E Por Falar em Saudade...

Para Mara Coradello,

PARA UMA ESCRITORA, VITÓRIA

Navego na linha tênue do futuro. E lá uma saudade berra sem fim.Berra porque não há outro meio para que a cidade aconteça dentro de mim.Não sem seus exageros, seus complicados aforismas, sem suas saias plissadas, sem o vendedor de amendoim, sem a estranha preferência pela Prefácio, quando existem outras livrarias maiores para abrigarem nossas angústias. E o berro como aquele lançado por uma parente distante, de linhagem nobre, o Quincas, dói em mim como lua minguante nascendo da goela do peixe-homem. Fisgado por seus mistérios, e luares. Pela dança tropega de quem tomou táxi para Viena d'Áustria como música barroca derramada aos ouvidos e a cabeça tombada em ombro com mil sonhos efusivos formando ciclones que me arrastavam. E na breve cisão que o tempo causará (pois breve, não há intervalo no pensamento), resgatarei comigo o nome de pratos complicados degustados augustamente e maramente em restaurantes em que tive de ser salvo da fúria de maitres enraivecidos por pedir feijão e arroz. Sem a mínima sensibilidade para o gosto fino. Eu não sou de gostos finos. Pedestre das cousas acontecidas, antecipo o fim dessas aventuras que me nominavam. Essa espécie de educação sentimental através de gourmets e passeios a esmo numa cidade em que sozinho restauro as lembranças dos lugares que nos eram. Navego sem bussola, escrevo mal porque as coisas ditas pra ficarem são ditas assim aos berros, sem retoques, sem elegância, porque o amor é descompostura. É linha livre de acento na casa do botão. É um botão roubado pra enfeitar lapela, ou cabelo. E ninguém liga a mínima pro que eu escrevo, e por isso posso ser assim sentimental como aquela canção do Altemar. Navego na linha tênue do futuro. E o farol aponta a frente meus olhos mortos, boiando em quem fui através de outras pessoas: Aurea, Mara, Isabelle, Dutra, Vinícius, Sales, Dora, Helena, Menelau, Iracema, Didi, Ciço, Emilia, Gica, Jorginho, Maximo, Cristina e cem outros. Eu não sei existir com tantos buracos em mim. Tanta treva. E a luz infesta vez em quando meu corpo fraco, e não tenho certeza que minhas pernas aguentarão uma légua a mais ou que o meu berro se sustente enquanto a dor não tiver se extinguido

Ainda contei com os importantes comentários :
Miguel do Rosário - 19/9/2005 - 3:23Bonito e triste, considerando que o fundo musical do texto é o retorno da escritora à ilha outrora ocupada pelos enfurecidos aymorés... (hellbar.blogspot.com)

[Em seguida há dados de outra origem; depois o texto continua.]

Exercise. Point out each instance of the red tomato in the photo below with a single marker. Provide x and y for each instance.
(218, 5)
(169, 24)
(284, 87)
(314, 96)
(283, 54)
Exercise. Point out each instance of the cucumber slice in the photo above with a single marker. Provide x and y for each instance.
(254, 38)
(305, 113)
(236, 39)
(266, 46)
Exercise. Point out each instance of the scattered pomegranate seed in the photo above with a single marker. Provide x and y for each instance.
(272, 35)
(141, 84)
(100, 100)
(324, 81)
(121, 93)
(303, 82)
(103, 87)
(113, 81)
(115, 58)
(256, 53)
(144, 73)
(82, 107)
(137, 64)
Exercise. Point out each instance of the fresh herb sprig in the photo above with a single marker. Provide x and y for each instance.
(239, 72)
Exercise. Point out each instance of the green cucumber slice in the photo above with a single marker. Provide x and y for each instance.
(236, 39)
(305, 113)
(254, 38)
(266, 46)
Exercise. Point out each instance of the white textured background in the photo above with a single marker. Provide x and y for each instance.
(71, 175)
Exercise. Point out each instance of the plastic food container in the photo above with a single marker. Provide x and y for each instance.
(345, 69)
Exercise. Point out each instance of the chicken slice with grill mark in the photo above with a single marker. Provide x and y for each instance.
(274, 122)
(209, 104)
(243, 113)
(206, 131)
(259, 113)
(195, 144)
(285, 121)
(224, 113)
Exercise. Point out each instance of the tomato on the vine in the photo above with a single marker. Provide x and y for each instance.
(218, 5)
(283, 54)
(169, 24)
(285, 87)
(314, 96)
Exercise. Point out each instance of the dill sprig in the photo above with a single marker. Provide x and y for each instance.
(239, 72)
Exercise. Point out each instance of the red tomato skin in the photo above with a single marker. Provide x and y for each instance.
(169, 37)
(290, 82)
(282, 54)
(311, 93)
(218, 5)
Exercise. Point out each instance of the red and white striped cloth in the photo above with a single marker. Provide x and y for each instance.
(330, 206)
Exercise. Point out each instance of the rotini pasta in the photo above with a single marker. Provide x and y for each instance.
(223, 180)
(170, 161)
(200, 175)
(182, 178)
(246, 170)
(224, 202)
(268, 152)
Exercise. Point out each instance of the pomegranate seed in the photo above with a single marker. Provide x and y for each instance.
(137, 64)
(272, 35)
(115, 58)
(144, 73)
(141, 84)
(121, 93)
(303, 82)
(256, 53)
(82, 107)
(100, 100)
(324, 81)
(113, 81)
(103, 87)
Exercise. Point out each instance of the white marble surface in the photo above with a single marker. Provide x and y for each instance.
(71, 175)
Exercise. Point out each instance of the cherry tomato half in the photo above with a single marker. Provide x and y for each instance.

Arnaldo Bloch - 19/9/2005 - 1:27Legal blogs assim.

Comentários

ideiasaderiva disse…
Meu caro amigo, tá difícil acompanhar o ritmo das horas e das coisas. Por isso não consegui ler todos os textos do cativeiro... aliás, “cativeiro amoroso” ? hummm, sei não. rs

Gostei muito deste texto. Achei-o confuso, mas muito proveitoso. Muito rico. Cheio de grandes acertos.

Grande abraço.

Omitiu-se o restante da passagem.